For so long, while the Nationals were at their worst, Zimmerman was at his best: a slick-fielding third baseman who could hit for average and power. In February, they signed him to a six-year contract extension, making him one of the cornerstones of the franchise.
Since he hurt his shoulder and returned after missing 13 games in early May, he has looked little like his former self.
He appears to be pressing at the plate, hitting the ball to the left side of the field and hitting the ball on the ground more than he ever has in his career. The injury — officially diagnosed as an inflamed right shoulder joint — is not 100 percent healed, he admitted.
“My shoulder is good, good enough,” he said before Tuesday’s game. “I wouldn’t play if I didn’t think I could help the team. There’s a lot of people that play banged up here and there. I’ve been feeling better and better each day.”
The issue isn’t just that Zimmerman’s power numbers (three home runs in 205 at-bats) are down. All his numbers are down. Though 51 games is a small sample size, his .300 on-base percentage and paltry .322 slugging percentage are well below his career marks. Only twice this season has Zimmerman had consecutive multi-hit games for an offense that ranks in the bottom third of the National League in runs scored per game (3.85).
“It’s tough,” he said. “It’s been easier because we’re winning. Winning kind of makes everything a lot easier. It’s frustrating because I want to help the team and do what I can to help us win more.”
Zimmerman has also been impatient, seeing career-low pitches per at-bat. On Sunday, he needed only seven pitches to go 0 for 4. He averaged 2.93 pitches at-bat in a three-game series against the New York Yankees this weekend, well below his 3.93 career average.
Asked whether his shoulder has caused him to hit the ball on the ground at the highest rate of his career, Zimmerman said he wasn’t sure.

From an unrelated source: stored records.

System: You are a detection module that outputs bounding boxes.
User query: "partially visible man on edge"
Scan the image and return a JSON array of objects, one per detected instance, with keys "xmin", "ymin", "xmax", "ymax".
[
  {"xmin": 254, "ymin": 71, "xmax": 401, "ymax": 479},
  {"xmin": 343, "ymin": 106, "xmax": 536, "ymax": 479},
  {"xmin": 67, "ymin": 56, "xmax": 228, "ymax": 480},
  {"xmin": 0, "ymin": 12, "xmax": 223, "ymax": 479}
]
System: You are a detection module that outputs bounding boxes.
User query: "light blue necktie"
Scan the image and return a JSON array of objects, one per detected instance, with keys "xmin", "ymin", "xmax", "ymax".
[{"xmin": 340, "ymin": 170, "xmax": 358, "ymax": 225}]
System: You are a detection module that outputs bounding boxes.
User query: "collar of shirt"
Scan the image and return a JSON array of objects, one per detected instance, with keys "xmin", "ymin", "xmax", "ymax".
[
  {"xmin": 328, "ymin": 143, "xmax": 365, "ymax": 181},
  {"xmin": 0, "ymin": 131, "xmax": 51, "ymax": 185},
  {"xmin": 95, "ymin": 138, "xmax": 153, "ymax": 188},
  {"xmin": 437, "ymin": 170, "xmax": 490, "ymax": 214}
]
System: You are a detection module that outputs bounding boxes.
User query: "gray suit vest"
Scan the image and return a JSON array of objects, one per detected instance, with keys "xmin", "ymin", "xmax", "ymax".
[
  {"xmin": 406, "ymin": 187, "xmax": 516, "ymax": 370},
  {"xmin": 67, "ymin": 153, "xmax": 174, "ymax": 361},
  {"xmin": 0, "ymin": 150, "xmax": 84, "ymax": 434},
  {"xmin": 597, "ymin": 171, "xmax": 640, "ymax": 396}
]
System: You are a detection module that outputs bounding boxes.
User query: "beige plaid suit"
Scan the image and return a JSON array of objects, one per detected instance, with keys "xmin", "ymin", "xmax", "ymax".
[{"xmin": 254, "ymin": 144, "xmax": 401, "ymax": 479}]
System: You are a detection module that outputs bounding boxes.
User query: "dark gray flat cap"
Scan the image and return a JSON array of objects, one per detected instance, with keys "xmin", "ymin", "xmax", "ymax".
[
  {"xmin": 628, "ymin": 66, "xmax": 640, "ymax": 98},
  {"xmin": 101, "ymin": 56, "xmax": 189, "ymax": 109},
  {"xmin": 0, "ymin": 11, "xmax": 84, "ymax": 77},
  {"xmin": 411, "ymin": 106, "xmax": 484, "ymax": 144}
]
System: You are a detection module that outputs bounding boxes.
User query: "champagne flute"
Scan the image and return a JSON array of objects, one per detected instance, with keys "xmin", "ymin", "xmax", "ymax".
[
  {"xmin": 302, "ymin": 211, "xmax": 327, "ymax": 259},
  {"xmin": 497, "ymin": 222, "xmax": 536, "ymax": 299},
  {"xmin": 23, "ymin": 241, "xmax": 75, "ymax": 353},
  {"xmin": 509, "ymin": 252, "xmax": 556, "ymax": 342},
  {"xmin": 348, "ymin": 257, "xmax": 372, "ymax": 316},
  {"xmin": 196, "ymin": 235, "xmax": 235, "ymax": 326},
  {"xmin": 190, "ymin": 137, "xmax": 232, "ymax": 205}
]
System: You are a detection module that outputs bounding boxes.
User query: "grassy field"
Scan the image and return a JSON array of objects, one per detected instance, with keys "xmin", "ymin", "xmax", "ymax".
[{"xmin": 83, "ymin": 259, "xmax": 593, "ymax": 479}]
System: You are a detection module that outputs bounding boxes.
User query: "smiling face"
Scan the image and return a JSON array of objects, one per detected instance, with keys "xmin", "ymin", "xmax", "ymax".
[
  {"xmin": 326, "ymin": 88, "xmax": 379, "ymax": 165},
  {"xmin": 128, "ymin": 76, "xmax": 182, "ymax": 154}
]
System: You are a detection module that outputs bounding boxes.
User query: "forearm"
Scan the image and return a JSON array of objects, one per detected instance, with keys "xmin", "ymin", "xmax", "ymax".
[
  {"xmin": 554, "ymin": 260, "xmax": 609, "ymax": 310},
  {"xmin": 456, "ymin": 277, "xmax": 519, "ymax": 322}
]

He has grounded into a team-high 10 double plays — also at the highest rate of his eight-season career.
“If things are bothering me it changes the way you hit, changes the way you swing,” he said. “But like I said all along, I would never use that as an excuse. If I wasn’t good enough to play, I wouldn’t be out there. I don’t think that’s fair to the team.”
Zimmerman said he and Eckstein watched video of his at-bats and weren’t planning any dramatic changes. He said he would try lowering his hands a little to see how that would help – although it wouldn’t be the first time he’s tried that. “We’ll see,” he said.
Zimmerman said his contract is not weighing on him.
“I’ve already had one contract,” he said. “Obviously this one is longer and more money. But I’m so comfortable here. Obviously you want to do well whenever, making the league minimum or making $30 million a year.”
Careful about when to approach a slumping player, Johnson spoke with Zimmerman and told him to simplify everything and clear his mind.
“When you sometimes think about some things that have been bothering you a great deal, you lose sight of the fact that your main job is the opposing pitchers and timing and having good timing on all his pitches,” Johnson said. “I thought that’s where the injury was causing the problem to do that.”
On Tuesday, Zimmerman spent extra time hitting, first working in a group with Morse, Espinosa and Rick Ankiel, then more swings with the next group of hitters. And then, during normal batting practice before the game, Zimmerman was back on the field taking more swings.
“Baseball is one of those funny sports and you’ll get like a swinging bunt or something and go like 25 for your next 50,” he said. “One of those streaks would be nice.”